Ellis told lawmakers that preventing parents from pursuing damages because they’re not financially dependent on their adult children is “seriously ridiculous.”
“This is a child I carried in my womb. That should be enough of a right.”
Cost and liability
Opponents of HB 1135, and its companion SB 5163, say it will trigger a sharp increase in lawsuits, especially since it will apply to pending lawsuits and those that could be filed before the three-year statute of limitations expires.
“It expands who qualifies to sue beyond the immediate and extended family members to anyone” in the deceased person’s estate, said Jaclyn Greenberg, a lobbyist who is policy director for legal affairs at the Washington State Hospital Association.
Washington’s joint-and-several liability rules mean hospitals could have to pay the entire amount in a wrongful-death lawsuit, even if it was only 1 percent at fault, she said.
Under joint and several liability, all defendants in a lawsuit are responsible for the full amount of plaintiff’s damages, regardless of their individual share of responsibility for the incident.
Joint and several liability is unfair to city governments that could be sued, said Sharon Swanson, a lobbyist with the Association of Washington Cities.
“We believe we should pay if we’ve created or contributed to a situation where there is loss of life,” Swanson told the House Civil Rights and Judiciary Committee.

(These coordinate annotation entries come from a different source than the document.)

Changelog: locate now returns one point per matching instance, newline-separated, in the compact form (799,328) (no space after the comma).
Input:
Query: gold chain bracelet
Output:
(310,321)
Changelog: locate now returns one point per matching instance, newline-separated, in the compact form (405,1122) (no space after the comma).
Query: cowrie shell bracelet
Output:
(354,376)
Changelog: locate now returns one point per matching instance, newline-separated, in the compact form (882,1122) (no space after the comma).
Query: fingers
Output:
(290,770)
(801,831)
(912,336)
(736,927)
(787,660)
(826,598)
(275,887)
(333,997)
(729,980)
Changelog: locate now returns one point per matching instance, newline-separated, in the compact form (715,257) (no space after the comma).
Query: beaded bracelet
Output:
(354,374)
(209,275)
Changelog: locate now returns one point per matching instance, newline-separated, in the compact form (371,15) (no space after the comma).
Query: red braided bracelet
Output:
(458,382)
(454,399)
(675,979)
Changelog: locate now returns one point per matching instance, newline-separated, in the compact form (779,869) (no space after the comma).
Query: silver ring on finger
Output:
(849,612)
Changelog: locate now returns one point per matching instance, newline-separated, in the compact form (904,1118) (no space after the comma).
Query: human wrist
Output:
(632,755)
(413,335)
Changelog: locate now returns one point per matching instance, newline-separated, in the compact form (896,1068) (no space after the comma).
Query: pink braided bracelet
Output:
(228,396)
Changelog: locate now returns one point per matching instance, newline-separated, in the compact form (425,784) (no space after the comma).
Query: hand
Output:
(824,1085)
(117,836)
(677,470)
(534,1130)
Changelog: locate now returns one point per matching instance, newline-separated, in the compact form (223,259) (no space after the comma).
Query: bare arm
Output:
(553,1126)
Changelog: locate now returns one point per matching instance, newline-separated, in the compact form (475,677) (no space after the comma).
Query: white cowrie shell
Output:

Opponents include the Washington State Medical Association, the Washington State Association of Counties, the Olympic Medical Center in Port Angeles and the Washington Defense Trial Lawyers Association.
Supporters say negligent health care providers and government agencies, should not have special protections in state law.
“I think it’s time that our law made that switch and came down on the side of the rights and recognition of the loss these families have suffered,“ said Larry Shannon, a lobbyist with the Washington State Association for Justice, a civil justice advocacy organization.